POJ 3468 A Simple Problem with Integers (分块)

题目链接：POJ 3468

Description

You have $N$ integers, $A_1, A_2, … , A_N$. You need to deal with two kinds of operations. One type of operation is to add some given number to each number in a given interval. The other is to ask for the sum of numbers in a given interval.

Input

The first line contains two numbers $N$ and $Q$. $1 ≤ N,Q ≤ 100000$.

The second line contains $N$ numbers, the initial values of $A_1, A_2, … , A_N$. $-1000000000 \le A_i \le 1000000000$.

Each of the next $Q$ lines represents an operation.

“$C a b c$” means adding c to each of $A_a, A_{a+1}, … , A_b$. $-10000 \le c \le 10000$.

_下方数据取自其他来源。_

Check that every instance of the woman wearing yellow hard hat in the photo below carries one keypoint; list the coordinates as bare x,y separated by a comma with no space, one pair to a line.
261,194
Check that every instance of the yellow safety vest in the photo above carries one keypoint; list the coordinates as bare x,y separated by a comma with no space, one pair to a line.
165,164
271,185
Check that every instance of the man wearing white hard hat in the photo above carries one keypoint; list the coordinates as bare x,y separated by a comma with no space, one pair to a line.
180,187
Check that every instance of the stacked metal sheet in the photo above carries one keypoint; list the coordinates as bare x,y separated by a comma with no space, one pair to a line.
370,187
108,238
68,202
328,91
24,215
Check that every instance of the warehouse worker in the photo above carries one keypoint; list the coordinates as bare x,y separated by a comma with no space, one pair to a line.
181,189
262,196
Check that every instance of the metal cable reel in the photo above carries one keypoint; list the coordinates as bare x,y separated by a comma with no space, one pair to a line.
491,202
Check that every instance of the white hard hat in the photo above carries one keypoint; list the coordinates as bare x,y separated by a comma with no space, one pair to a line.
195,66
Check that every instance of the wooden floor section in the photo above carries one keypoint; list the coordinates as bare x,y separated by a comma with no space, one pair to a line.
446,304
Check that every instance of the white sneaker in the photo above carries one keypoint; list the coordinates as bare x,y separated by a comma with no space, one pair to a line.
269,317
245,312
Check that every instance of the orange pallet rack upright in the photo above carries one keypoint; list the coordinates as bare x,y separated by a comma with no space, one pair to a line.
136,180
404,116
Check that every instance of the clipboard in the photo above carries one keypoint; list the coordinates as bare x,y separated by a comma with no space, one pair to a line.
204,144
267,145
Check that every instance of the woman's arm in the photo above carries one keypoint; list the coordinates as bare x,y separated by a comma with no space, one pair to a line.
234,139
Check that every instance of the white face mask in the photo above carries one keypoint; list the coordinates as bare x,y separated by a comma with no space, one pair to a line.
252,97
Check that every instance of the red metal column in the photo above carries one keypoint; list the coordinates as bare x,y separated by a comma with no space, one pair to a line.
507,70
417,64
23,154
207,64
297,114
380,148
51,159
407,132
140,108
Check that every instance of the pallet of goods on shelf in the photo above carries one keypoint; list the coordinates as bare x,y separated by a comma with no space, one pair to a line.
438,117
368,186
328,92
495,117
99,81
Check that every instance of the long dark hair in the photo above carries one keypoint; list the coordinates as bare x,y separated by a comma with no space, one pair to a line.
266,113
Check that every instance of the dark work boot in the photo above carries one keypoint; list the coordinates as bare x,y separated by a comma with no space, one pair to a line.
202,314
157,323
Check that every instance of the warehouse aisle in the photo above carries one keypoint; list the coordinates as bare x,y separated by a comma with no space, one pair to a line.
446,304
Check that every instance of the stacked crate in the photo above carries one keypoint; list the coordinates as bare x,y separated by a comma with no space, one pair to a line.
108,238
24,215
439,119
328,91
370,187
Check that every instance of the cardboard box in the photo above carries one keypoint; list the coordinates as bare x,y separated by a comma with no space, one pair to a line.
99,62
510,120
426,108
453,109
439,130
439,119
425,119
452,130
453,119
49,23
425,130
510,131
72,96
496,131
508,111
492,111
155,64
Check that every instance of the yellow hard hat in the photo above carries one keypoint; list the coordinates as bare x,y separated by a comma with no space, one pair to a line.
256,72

“$Q a b$” means querying the sum of $A_a, A_{a+1}, … , A_b$.

Output

You need to answer all $Q$ commands in order. One answer in a line.

Sample Input

10 5
1 2 3 4 5 6 7 8 9 10
Q 4 4
Q 1 10
Q 2 4
C 3 6 3
Q 2 4

Sample Output

4
55
9
15

Hint

The sums may exceed the range of 32-bit integers.

Solution

题意

给定 $n$ 个数和 $q$ 个询问，询问包含两种：$C a b c$ 代表区间 $[a, b]$ 的每个数加上 $c$，$Q a b$ 输出区间 $[a, b]$ 的和。

题解

分块

区间更新模板题，本题可以使用树状数组、线段树和分块解决，这里使用的是分块。

#include <cstdio>
#include <iostream>
#include <cmath>
using namespace std;

typedef long long ll;

const int maxn = 1e5 + 10;

ll a[maxn], sum[maxn], add[maxn]; // add[] 是增量标记
int L[maxn], R[maxn]; // 存放每个块的左右边界
int block[maxn]; // 存放下标为 i 的元素的块号
int n, q;
int block_size; // 块的大小

// 分块 + 预处理
void init() {
    block_size = sqrt(n);
    for(int i = 1; i <= block_size; ++i) {
        L[i] = (i - 1) * block_size + 1;
        R[i] = i * block_size;
    }
    // 处理最后一块
    if(R[block_size] < n) {
        ++block_size;
        L[block_size] = R[block_size - 1] + 1;
        R[block_size] = n;
    }
    // 预处理每个块的区间和
    for(int i = 1; i <= block_size; ++i) {
        for(int j = L[i]; j <= R[i]; ++j) {
            block[j] = i;
            sum[i] += a[j];
        }
    }
}

// 将区间 [l, r] 内的所有元素加 c
void change(int l, int r, ll c) {
    int p = block[l], q = block[r]; // 取出左右区间所在的块号
    if(p == q) {
        // 在同一块直接块内暴力
        for(int i = l; i <= r; ++i) {
            a[i] += c;
        }
        sum[p] += c * (r - l + 1);
    } else {
        // 不在同一块，块内暴力，块间整块处理
        for(int i = p + 1; i <= q - 1; ++i) {
            add[i] += c;
        }
        // 块内暴力
        for(int i = l; i <= R[p]; ++i) {
            a[i] += c;
        }
        sum[p] += c * (R[p] - l + 1);
        for(int i = L[q]; i <= r; ++i) {
            a[i] += c;
        }
        sum[q] += c * (r - L[q] + 1);
    }
}

ll query(int l, int r) {
    int p = block[l], q = block[r]; // 取出左右区间所在的块号
    ll ans = 0;
    if(p == q) {
        for(int i = l; i <= r; ++i) {
            ans += a[i];
        }
        ans += add[p] * (r - l + 1);
    } else {
        // 块间暴力
        for(int i = p + 1; i <= q - 1; ++i) {
            ans += sum[i] + add[i] * (R[i] - L[i] + 1); // 注意不是乘以 block_size
        }
        // 块内暴力
        for(int i = l; i <= R[p]; ++i) {
            ans += a[i];
        }
        ans += add[p] * (R[p] - l + 1);
        for(int i = L[q]; i <= r; ++i) {
            ans += a[i];
        }
        ans += add[q] * (r - L[q] + 1);
    }
    return ans;
}

int main() {
    scanf("%d%d", &n, &q);
    for(int i = 1; i <= n; ++i) {
        scanf("%lld", &a[i]);
    }
    init();
    for(int i = 0; i < q; ++i) {
        char op;
        getchar(); scanf("%c", &op);
        int l, r;
        scanf("%d%d", &l, &r);
        if(op == 'C') {
            ll c;
            scanf("%lld", &c);
            change(l, r, c);
        } else {
            printf("%lld\n", query(l, r));
        }
    }
    return 0;
}

Reference

《算法竞赛进阶指南》 李煜东 著